45 Leichen an Bord von Flüchtlingsboot entdeckt

An Bord eines vor Sizilien geretteten Flüchtlingsboots, das am Dienstagnachmittag auf der Insel eingetroffen ist, wurden die Leichen von 45 Migranten geborgen. Bisher waren die italienischen Behörden von 30 Todesopfern ausgegangen. Die Feuerwehrmannschaften brauchten Zeit, um die Leichen aus dem engen Lagerraum zu bergen, in dem die eingepferchten Flüchtlinge erdrückt oder erstickt sind.
"Es ist wie ein Massengrab, das an Auschwitz erinnert", berichtete der Polizeichef der sizilianischen Stadt Ragusa, Antonino Ciavola. Die Leichen werden jetzt in der sizilianischen Hafenstadt Pozzallo obduziert. Die Todesopfer - Männer aus Zentralafrika - wurden in einem Fischerboot entdeckt, auf dem sich 590 Migranten befanden, doppelt so viele wie es der Sicherheit entsprochen hätte. Das Fischerboot wurde von einem Schiff der italienischen Marine nach Pozzallo geschleppt. Die Überlebenden wurden befragt. Zwei mutmaßliche Schlepper wurden festgenommen.

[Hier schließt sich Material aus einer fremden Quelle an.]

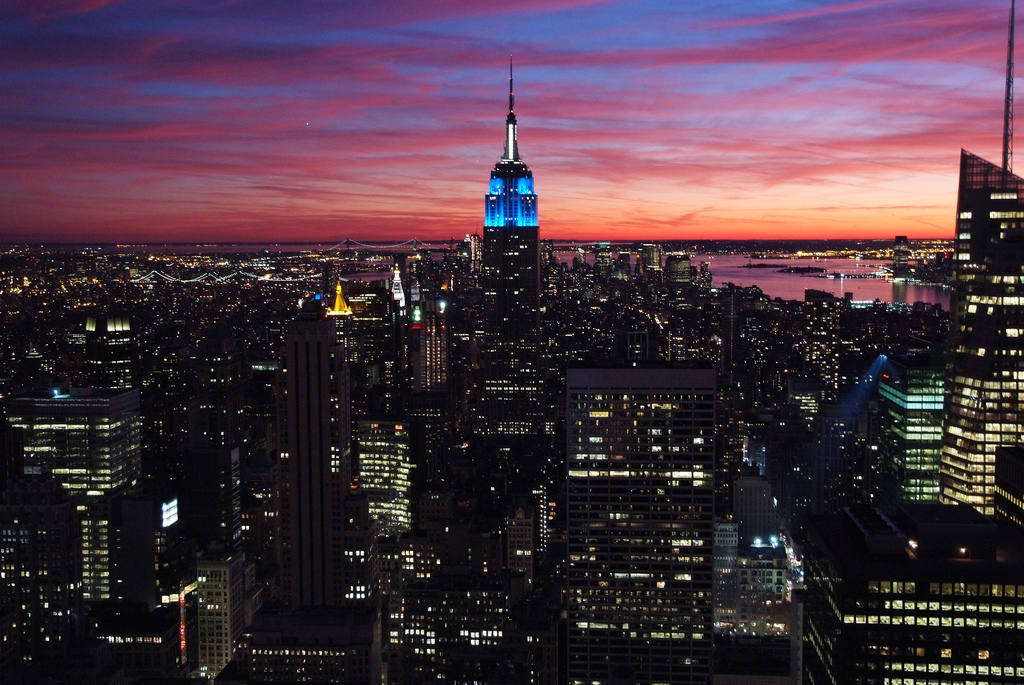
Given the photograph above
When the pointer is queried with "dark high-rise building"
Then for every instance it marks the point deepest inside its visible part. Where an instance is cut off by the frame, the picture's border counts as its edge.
(640, 524)
(89, 440)
(211, 505)
(821, 319)
(602, 258)
(927, 593)
(428, 345)
(40, 567)
(984, 389)
(650, 261)
(910, 412)
(315, 461)
(754, 507)
(1010, 484)
(385, 473)
(511, 271)
(901, 257)
(111, 352)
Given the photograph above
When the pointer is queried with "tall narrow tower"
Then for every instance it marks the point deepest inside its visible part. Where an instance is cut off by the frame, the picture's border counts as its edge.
(314, 441)
(511, 270)
(984, 387)
(640, 524)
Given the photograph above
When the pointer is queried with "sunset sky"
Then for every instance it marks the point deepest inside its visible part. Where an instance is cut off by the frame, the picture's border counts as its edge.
(320, 120)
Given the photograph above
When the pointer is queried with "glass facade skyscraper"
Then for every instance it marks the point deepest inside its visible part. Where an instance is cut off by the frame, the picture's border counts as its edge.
(89, 440)
(984, 390)
(910, 408)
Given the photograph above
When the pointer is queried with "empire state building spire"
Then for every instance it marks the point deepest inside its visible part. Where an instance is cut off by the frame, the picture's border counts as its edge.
(511, 153)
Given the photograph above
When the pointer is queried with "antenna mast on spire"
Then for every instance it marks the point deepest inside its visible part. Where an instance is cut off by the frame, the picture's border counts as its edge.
(1008, 114)
(511, 92)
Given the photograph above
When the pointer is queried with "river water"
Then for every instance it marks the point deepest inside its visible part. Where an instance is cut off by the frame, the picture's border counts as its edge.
(731, 268)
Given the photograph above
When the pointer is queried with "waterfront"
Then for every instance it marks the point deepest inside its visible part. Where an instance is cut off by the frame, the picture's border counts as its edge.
(732, 268)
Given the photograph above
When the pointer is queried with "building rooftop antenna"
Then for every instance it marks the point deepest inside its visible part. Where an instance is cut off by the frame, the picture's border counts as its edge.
(1008, 113)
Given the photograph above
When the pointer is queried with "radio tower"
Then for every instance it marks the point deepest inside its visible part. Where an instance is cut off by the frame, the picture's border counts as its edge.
(1008, 113)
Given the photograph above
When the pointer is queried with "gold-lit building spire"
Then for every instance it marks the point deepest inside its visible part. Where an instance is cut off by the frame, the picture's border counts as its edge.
(340, 307)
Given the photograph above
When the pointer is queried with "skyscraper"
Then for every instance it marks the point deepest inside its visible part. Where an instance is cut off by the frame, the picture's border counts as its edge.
(640, 523)
(511, 272)
(315, 467)
(111, 352)
(901, 257)
(89, 440)
(40, 566)
(984, 389)
(910, 408)
(385, 473)
(926, 593)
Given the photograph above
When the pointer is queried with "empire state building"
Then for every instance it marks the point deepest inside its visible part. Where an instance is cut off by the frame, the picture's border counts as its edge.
(511, 271)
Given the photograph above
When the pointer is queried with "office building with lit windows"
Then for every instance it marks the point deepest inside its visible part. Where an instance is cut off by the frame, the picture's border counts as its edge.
(385, 473)
(220, 587)
(314, 461)
(910, 421)
(89, 440)
(928, 593)
(640, 524)
(984, 390)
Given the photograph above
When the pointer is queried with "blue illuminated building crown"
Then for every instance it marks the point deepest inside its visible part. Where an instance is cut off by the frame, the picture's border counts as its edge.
(510, 200)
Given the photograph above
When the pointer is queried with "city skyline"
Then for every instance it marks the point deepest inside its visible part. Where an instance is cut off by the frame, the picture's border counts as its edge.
(137, 122)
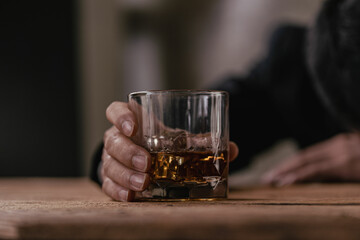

Flüchtlingsproblematik auf Agenda

"Italiens EU-Vorsitz ist eine einmalige Gelegenheit, um die EU zu überzeugen, dass sie sich konkret zur Bewältigung der Flüchtlingswelle engagieren muss", kommentierte der Senator der Regierungspartei NCD, Renato Schifani.
Druck
Rechtsparteien verschärfen hingegen ihren Druck auf die Regierung für ein sofortiges Ende des Einsatzes " Mare Nostrum", der ihrer Ansicht nach den Menschenhandel über das Mittelmeer nur noch fördern würde. "Wir haben zwar die Pflicht, Menschen in Seenot zu retten. Wir können jedoch diese verzweifelte Flucht aus Afrika nicht unterstützen, die kriminelle Schlepperbanden bereichert", betonte der Senator der oppositionellen Forza Italia Maurizio Gasparri.
Die Mission " Mare Nostrum" hatte im Oktober nach zwei Schiffsunglücken vor Lampedusa mit mehr als 360 Toten begonnen. Der Einsatz kostet den italienischen Staat neun Millionen Euro pro Monat. Die Marine fordert zusätzliche Finanzierungen für Treibstoff, die Erneuerung der Flotte und Ersatzteile für die Schiffe. Außerdem drängt Italien die EU auf mehr Hilfe im Umgang mit dem Flüchtlingsproblem. Laut dem italienischen Innenministerium warten 800.000 Menschen in Libyen auf die Abfahrt nach Europa.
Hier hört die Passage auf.